Album: The Sonograph EP

Label: Acuarela

Review date: Mar. 18, 2004


The work on The Sonograph EP settles in nicely with the rest of the Early Day Miners’ catalog – no changes of direction here – but it also has an insubstantial, dashed-off quality about it, making the six songs here the sort of experimental recordings routinely left off of full-length albums and of interest primarily to those who already feel that they have something invested in the band. Given it’s short running time, released within a calendar year of their previous full-length album (last year’s Jefferson at Rest, on which the Early Day Miners moved away from the country slowcore for which they are known) and released on a European label with limited distribution here in the United States, I am guessing that The Sonograph EP was compiled without lead songwriter Daniel Burton or any of his bandmates feeling pressured to release their most exciting work. Which is not in any way to diminish what’s released on the EP; it’s merely to note that its virtues stem from digging deeper into ground that the band has already covered, and not from the effort to win over or inspire waves of new listeners. If there’s an equivalent in indie rock to the political act of firing up the base, this is it.

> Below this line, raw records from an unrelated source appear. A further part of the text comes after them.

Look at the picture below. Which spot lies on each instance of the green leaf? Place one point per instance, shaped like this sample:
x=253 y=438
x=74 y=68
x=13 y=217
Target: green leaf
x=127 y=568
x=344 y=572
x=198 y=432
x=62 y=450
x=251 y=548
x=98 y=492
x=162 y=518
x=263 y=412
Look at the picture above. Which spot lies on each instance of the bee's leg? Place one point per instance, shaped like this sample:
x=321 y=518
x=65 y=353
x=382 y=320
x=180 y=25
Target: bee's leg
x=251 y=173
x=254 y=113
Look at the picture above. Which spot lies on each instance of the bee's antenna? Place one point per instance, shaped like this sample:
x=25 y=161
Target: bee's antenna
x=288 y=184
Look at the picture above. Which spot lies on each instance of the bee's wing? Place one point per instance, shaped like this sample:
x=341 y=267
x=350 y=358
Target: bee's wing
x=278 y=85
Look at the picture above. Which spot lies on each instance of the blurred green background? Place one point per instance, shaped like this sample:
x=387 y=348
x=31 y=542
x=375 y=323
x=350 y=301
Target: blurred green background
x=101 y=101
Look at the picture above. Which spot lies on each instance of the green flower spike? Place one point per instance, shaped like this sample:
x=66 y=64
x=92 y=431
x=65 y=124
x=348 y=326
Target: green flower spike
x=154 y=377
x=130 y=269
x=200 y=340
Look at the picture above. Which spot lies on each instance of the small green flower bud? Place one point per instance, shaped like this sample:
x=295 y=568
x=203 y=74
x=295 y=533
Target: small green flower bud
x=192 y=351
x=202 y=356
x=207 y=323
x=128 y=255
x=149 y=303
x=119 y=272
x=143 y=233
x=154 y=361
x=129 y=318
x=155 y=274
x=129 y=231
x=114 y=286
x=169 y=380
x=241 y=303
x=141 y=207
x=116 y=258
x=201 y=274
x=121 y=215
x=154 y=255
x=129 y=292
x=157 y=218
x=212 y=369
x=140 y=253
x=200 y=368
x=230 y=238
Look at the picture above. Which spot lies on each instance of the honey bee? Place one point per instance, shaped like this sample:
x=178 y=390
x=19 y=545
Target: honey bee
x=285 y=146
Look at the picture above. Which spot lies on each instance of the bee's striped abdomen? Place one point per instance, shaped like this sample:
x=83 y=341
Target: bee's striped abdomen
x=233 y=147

“Albatross” is an almost stereotypical opening song: it’s all unfulfilled build-up. As Burton finishes his most emphatic vocal line and the drum pauses while waiting for the piano and harmonica to re-enter, the song abruptly cuts out, with nary a swelling chorus to fill in the gap. “Perish Room” retreats deep into slowcore and stark minimalism: you can hear the rather distinct sound of calloused fingertips squeaking against guitar strings, and the percussion, just a kick drum and a tambourine, is soft enough to qualify as a philosophical exercise in the limits of percussion. The instrumental “Bijou” sounds like the more rock-oriented material on Jefferson at Rest, and over the course of three minutes it builds momentum in the tried and true way – by bringing in more and more instruments and having them play faster and faster. But its central melody consists of a single guitar figure played at varying speeds that shuts off as it hits its stride. The Early Day Miners’ fascination with film music is evident on “Bedroom, Houston,” and “Mosaic II,” which, like film scores, are enjoyable in five-to-ten second bursts, gaining volume and tempo when needed to underscore a point and otherwise fading innocuously into the background. Indeed, on “Mosaic II” the music even takes a backseat to the familiar ambient background of crickets chirping, a sound that carries over to the final song, “Misrach,” before being buried by an assortment of backwards guitar lines. It’s a strangely melodic piece, considering that most of it sounds like nothing more than hailstones rushing past your head.

Of course, noting that The Sonograph EP is a collection of experiments doesn’t insulate it from the criticism that it’s boring, and that the Early Day Miners are merely toying with arrangements and styles that serious music fans purportedly became bored with by the mid-’90s. Leaving aside for a second the fact that music fans just out of college were in junior high when Low released its first albums – and thus unlikely to have had their fill of slowcore back in the day – The Sonograph EP at least demonstrates that there’s always more to be done, and that merely grasping the idea behind a particular style of playing fails to exhaust its possibilities. It’s faint praise, perhaps, but even when The Sonograph EP is insubstantial and something less than compelling, it at least demonstrates a thoughtful approach. And so noting that it’s of limited interest is not in any way to suggest that it’s uninteresting.